The writer of the book of Wisdom recognises this gentleness as being part of the very nature of God. ‘You are sovereign in strength, you judge with mildness, and with great forbearance you govern us’. I find it a marvellously compassionate view of God and a rounded one too – strength with mildness, governance with forbearance – it’s the God that the more childlike aspects of my spirituality resonates with.

I’m no gardener and so I daren’t say much about it. But I know that when I moved into my house there was what I thought looked like a rather messy plant by the front wall. So in an effort to make things look neat – which is how I like gardens – I took the secateurs to it and hacked away. As I was attacking the plant a neighbour passed by and expressed some alarm at what I was doing. ‘Oh, it’ll be alright’ I said with ill-founded confidence, believing that plants love nothing better than a good pruning.

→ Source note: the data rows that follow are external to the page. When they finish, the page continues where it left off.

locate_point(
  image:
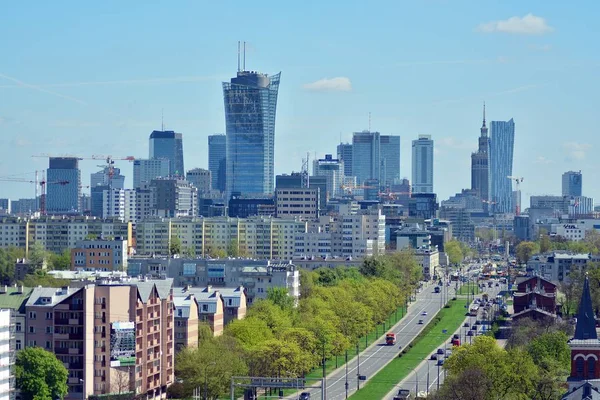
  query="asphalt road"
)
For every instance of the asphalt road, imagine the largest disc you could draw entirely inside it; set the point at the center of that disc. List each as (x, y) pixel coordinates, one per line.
(428, 374)
(376, 356)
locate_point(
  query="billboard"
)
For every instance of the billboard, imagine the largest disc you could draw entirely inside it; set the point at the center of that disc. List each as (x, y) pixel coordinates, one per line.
(122, 344)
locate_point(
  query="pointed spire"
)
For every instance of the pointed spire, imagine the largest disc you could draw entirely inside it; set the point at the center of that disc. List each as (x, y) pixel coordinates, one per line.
(586, 320)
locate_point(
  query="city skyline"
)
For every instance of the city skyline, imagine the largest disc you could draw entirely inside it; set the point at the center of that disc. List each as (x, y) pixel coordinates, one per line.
(538, 74)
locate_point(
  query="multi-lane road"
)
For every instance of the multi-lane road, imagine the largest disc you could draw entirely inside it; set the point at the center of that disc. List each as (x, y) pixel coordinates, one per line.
(340, 383)
(428, 375)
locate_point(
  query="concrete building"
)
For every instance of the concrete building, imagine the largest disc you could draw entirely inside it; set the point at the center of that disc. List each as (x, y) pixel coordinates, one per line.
(572, 183)
(300, 203)
(174, 197)
(422, 165)
(201, 179)
(63, 198)
(168, 145)
(100, 254)
(144, 171)
(107, 348)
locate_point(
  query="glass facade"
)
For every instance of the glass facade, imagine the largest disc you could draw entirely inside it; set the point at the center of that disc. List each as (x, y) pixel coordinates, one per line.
(422, 165)
(168, 145)
(501, 158)
(217, 150)
(250, 107)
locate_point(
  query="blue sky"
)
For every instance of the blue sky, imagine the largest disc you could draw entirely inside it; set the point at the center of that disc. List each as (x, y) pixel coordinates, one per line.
(89, 78)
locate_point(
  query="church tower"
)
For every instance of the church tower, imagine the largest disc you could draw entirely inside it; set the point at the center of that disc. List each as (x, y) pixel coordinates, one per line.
(585, 346)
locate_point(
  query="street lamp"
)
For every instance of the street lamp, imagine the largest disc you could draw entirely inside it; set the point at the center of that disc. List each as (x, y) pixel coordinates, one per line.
(206, 378)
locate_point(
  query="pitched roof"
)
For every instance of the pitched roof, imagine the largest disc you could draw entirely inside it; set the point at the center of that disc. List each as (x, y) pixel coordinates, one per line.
(586, 320)
(15, 299)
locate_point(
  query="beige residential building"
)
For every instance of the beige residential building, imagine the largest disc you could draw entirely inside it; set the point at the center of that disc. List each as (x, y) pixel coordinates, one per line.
(113, 336)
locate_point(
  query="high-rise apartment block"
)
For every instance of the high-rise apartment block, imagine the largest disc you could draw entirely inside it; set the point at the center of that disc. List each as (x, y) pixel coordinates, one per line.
(217, 152)
(422, 164)
(64, 190)
(146, 170)
(572, 183)
(250, 106)
(201, 179)
(168, 145)
(480, 165)
(501, 163)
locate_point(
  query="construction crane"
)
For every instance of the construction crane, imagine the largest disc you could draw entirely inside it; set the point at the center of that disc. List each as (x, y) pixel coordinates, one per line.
(518, 182)
(42, 183)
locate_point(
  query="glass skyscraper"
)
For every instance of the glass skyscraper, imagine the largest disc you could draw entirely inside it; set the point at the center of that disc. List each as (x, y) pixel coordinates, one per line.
(250, 106)
(422, 165)
(63, 198)
(168, 145)
(502, 143)
(217, 150)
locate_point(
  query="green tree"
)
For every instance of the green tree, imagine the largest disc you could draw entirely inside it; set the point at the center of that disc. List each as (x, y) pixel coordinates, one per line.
(40, 375)
(454, 251)
(280, 297)
(175, 246)
(525, 250)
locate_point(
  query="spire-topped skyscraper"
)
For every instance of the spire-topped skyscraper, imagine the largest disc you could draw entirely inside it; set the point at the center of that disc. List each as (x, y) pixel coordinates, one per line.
(480, 165)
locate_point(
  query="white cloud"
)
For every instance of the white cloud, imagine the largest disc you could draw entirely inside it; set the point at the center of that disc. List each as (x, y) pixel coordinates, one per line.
(339, 84)
(576, 150)
(527, 25)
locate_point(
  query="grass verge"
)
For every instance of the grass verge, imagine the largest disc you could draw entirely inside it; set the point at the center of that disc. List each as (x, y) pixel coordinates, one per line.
(421, 348)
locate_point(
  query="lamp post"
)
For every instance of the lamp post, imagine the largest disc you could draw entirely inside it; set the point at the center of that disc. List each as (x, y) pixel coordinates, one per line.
(206, 379)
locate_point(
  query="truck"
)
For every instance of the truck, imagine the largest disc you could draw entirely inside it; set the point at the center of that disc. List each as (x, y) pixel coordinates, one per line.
(390, 339)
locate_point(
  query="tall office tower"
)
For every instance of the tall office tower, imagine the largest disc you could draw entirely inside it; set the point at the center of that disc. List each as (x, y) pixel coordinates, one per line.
(333, 170)
(103, 177)
(200, 178)
(480, 164)
(572, 183)
(63, 198)
(344, 151)
(250, 106)
(389, 154)
(501, 158)
(217, 150)
(366, 161)
(422, 165)
(169, 145)
(146, 170)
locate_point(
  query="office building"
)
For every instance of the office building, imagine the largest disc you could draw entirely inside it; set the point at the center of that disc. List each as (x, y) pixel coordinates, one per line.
(63, 198)
(572, 183)
(201, 179)
(146, 170)
(114, 336)
(501, 162)
(480, 165)
(217, 151)
(250, 101)
(105, 178)
(174, 197)
(344, 153)
(389, 154)
(422, 164)
(366, 161)
(168, 145)
(333, 171)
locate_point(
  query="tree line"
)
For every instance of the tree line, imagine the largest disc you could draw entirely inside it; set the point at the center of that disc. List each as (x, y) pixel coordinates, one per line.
(534, 365)
(278, 339)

My brothers and sisters, the terrible truth is that it took seven years for that plant to begin to flower again. It survived but I’d brutalised it. I hadn’t understood that that plant does not appreciate being hacked about and reacts accordingly. Now I let it look messy but enjoy its delicate pink flowers every spring.

St Paul in his letter to the Romans reminds us that we’re the children of God – children, heirs, not slaves. And so he says there’s no need to ‘fall back into fear’. And in order to reinforce what he says he tells us how we should speak to and of God – we should call him ‘Abba! Father!’

You’ll have been told many times but I want to remind you again, because it’s the most staggering fact, that Abba is the Aramaic word for father – but not father in the formal adult sense but in the affectionate, childlike sense of our word ‘daddy’. To call God ‘Abba’, as Jesus does and as we’re encouraged to do, brings us into a personal and intimate relationship with the God who created us, with the God who will judge us.

The writer of the book of Wisdom goes on to say, ‘you have taught your people that the righteous must be kind’. We see the gentleness of our all-powerful God and we’re taught to be like our heavenly father, that as his children we should be like him, that righteousness and kindness go hand in hand.

And that gentle kindness is how God deals with each one of us.

The second half of the Gospel for today is an explanation of the parable. It’s similar to the explanation of the parable of the sower that we heard last week in that it unpacks the parable in a completely allegorical way. Many people suggest that this explanation was added much later to the text – that Jesus didn’t spell it all out in this way. So if we didn’t have the explanation what might we understand the parable to be about?

Well it might be about you and it might be about me. It might be about the fact that in each of us there’s good seed and bad seed growing, that wheat and weeds grow side by side in the soil of our soul. It might be an acknowledgement that very few of us are all bad and very few of us are all good and that most of us are like that field.

And it might be about God being gentle with us, allowing the good things in us to grow, not wanting to damage us, treating us as a good and loving parent would and showing us in his own self how we can live and how we can change and how, ultimately we can deal with those weeds. So rather than it being about goodies and baddies it’s about you and me, mixed up, very real people – but loved and cared for by the God who we call ‘Abba, Father’.

And that means that you must be gentle with others and you must be gentle with yourself – not damaging anyone else, not damaging yourself. Be gentle with each other, as God is gentle with you.

This is a gentle place in which we are now gathered. The only thing that will be broken in this church today will be bread. Jesus, gentle, merciful, broken for you and for me, is the bread that we eat, is the wine that we drink. Gently the broken bread is laid in our hands, gently we eat it, knowing that with this bread the Lord fills his ‘children with good hope’ and with a parents love and with divine patience watches us grow and blossom – gently dealt with by a God of supreme, powerful, awesome gentleness.